5. Originations. Whether an institution is a financial institution depends in part on whether the institution originated at least 25 closed-end mortgage loans in each of the two preceding calendar years or at least 200 open-end lines of credit in each of the two preceding calendar years. Comments 4(a)-2 through -4 discuss whether activities with respect to a particular closed-end mortgage loan or open-end line of credit constitute an origination for purposes of § 1003.2(g).
6. Branches of foreign banks—treated as banks. A Federal branch or a State-licensed or insured branch of a foreign bank that meets the definition of a “bank” under section 3(a)(1) of the Federal Deposit Insurance Act (12 U.S.C. 1813(a)) is a bank for the purposes of § 1003.2(g).
7. Branches and offices of foreign banks and other entities—treated as nondepository financial institutions. A Federal agency, State-licensed agency, State-licensed uninsured branch of a foreign bank, commercial lending company owned or controlled by a foreign bank, or entity operating under section 25 or 25A of the Federal Reserve Act, 12 U.S.C. 601 and 611 (Edge Act and agreement corporations) may not meet the definition of “bank” under the Federal Deposit Insurance Act and may thereby fail to satisfy the definition of a depository financial institution under § 1003.2(g)(1). An entity is nonetheless a financial institution if it meets the definition of nondepository financial institution under § 1003.2(g)(2).
Section 1003.3—Exempt Institutions and Excluded and Partially Exempt Transactions
3(c) Excluded Transactions
Paragraph 3(c)(11)
1. General.
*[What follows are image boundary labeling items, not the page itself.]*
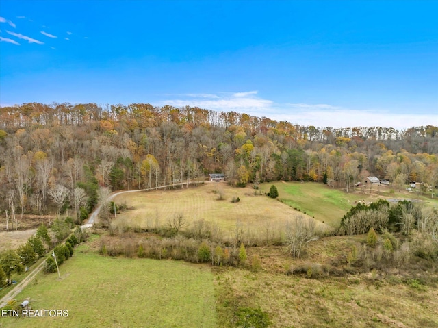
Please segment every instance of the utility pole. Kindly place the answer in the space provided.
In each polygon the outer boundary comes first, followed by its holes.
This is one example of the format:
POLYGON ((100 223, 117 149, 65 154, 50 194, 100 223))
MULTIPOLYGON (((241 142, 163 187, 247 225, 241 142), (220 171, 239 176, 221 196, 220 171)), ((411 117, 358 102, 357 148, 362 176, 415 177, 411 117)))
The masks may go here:
POLYGON ((61 275, 60 275, 60 267, 57 266, 57 261, 56 260, 56 256, 55 256, 55 251, 52 251, 52 256, 55 258, 55 263, 56 264, 56 268, 57 269, 57 276, 61 279, 61 275))

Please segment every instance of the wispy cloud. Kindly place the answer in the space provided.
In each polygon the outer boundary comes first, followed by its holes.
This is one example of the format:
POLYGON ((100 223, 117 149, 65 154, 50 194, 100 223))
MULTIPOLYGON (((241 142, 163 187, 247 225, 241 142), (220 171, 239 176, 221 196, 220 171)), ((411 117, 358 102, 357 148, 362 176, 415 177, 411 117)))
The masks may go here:
POLYGON ((355 110, 327 104, 285 104, 269 117, 319 127, 385 127, 405 129, 438 122, 438 114, 396 114, 385 110, 355 110))
POLYGON ((2 38, 1 36, 0 36, 0 42, 13 43, 14 45, 20 45, 20 44, 15 40, 10 39, 9 38, 2 38))
POLYGON ((256 94, 257 92, 254 91, 237 93, 222 92, 218 94, 186 94, 180 95, 182 97, 179 97, 179 99, 167 99, 162 101, 162 104, 175 107, 197 106, 214 110, 225 112, 233 110, 250 114, 259 114, 261 111, 268 111, 273 102, 255 97, 256 94))
POLYGON ((14 27, 14 28, 16 27, 16 25, 15 24, 14 24, 11 21, 5 18, 4 17, 0 17, 0 23, 7 23, 8 24, 9 24, 12 27, 14 27))
POLYGON ((14 33, 14 32, 10 31, 6 31, 6 33, 8 33, 8 34, 10 34, 12 36, 16 36, 16 37, 18 38, 19 39, 25 40, 29 43, 37 43, 38 45, 44 45, 44 42, 42 42, 41 41, 33 39, 32 38, 29 38, 29 36, 23 36, 23 34, 21 34, 20 33, 14 33))
POLYGON ((234 97, 245 97, 248 96, 252 96, 253 94, 257 94, 258 91, 248 91, 248 92, 236 92, 233 94, 234 97))
POLYGON ((210 94, 175 94, 157 105, 175 107, 197 106, 216 111, 235 111, 266 116, 293 124, 318 127, 385 127, 406 129, 438 122, 438 114, 397 114, 381 110, 357 110, 326 103, 279 103, 257 96, 257 91, 210 94))
POLYGON ((46 32, 44 32, 42 31, 41 31, 41 34, 42 34, 43 36, 48 36, 49 38, 57 38, 57 36, 54 36, 53 34, 49 34, 49 33, 46 33, 46 32))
Section 1003.3(c)(11) provides that a closed-end mortgage loan is an excluded transaction if a financial institution originated fewer than 25 closed-end mortgage loans in either of the two preceding calendar years. For example, assume that a bank is a financial institution in 2018 under § 1003.2(g) because it originated 600 open-end lines of credit in 2016, 650 open-end lines of credit in 2017, and met all of the other requirements under § 1003.2(g)(1). Also assume that the bank originated 10 and 20 closed-end mortgage loans in 2016 and 2017, respectively. The open-end lines of credit that the bank originated or purchased, or for which it received applications, during 2018 are covered loans and must be reported, unless they otherwise are excluded transactions under § 1003.3(c). However, the closed-end mortgage loans that the bank originated or purchased, or for which it received applications, during 2018 are excluded transactions under § 1003.3(c)(11) and need not be reported. See comments 4(a)-2 through -4 for guidance about the activities that constitute an origination.
2. Optional reporting. A financial institution may report applications for, originations of, or purchases of closed-end mortgage loans that are excluded transactions because the financial institution originated fewer than 25 closed-end mortgage loans in either of the two preceding calendar years. However, a financial institution that chooses to report such excluded applications for, originations of, or purchases of closed-end mortgage loans must report all such applications for closed-end mortgage loans that it receives, closed-end mortgage loans that it originates, and closed-end mortgage loans that it purchases that otherwise would be covered loans for a given calendar year. Note that applications which remain pending at the end of a calendar year are not reported, as described in comment 4(a)(8)(i)-14.
Rohit Chopra,
Director, Consumer Financial Protection Bureau.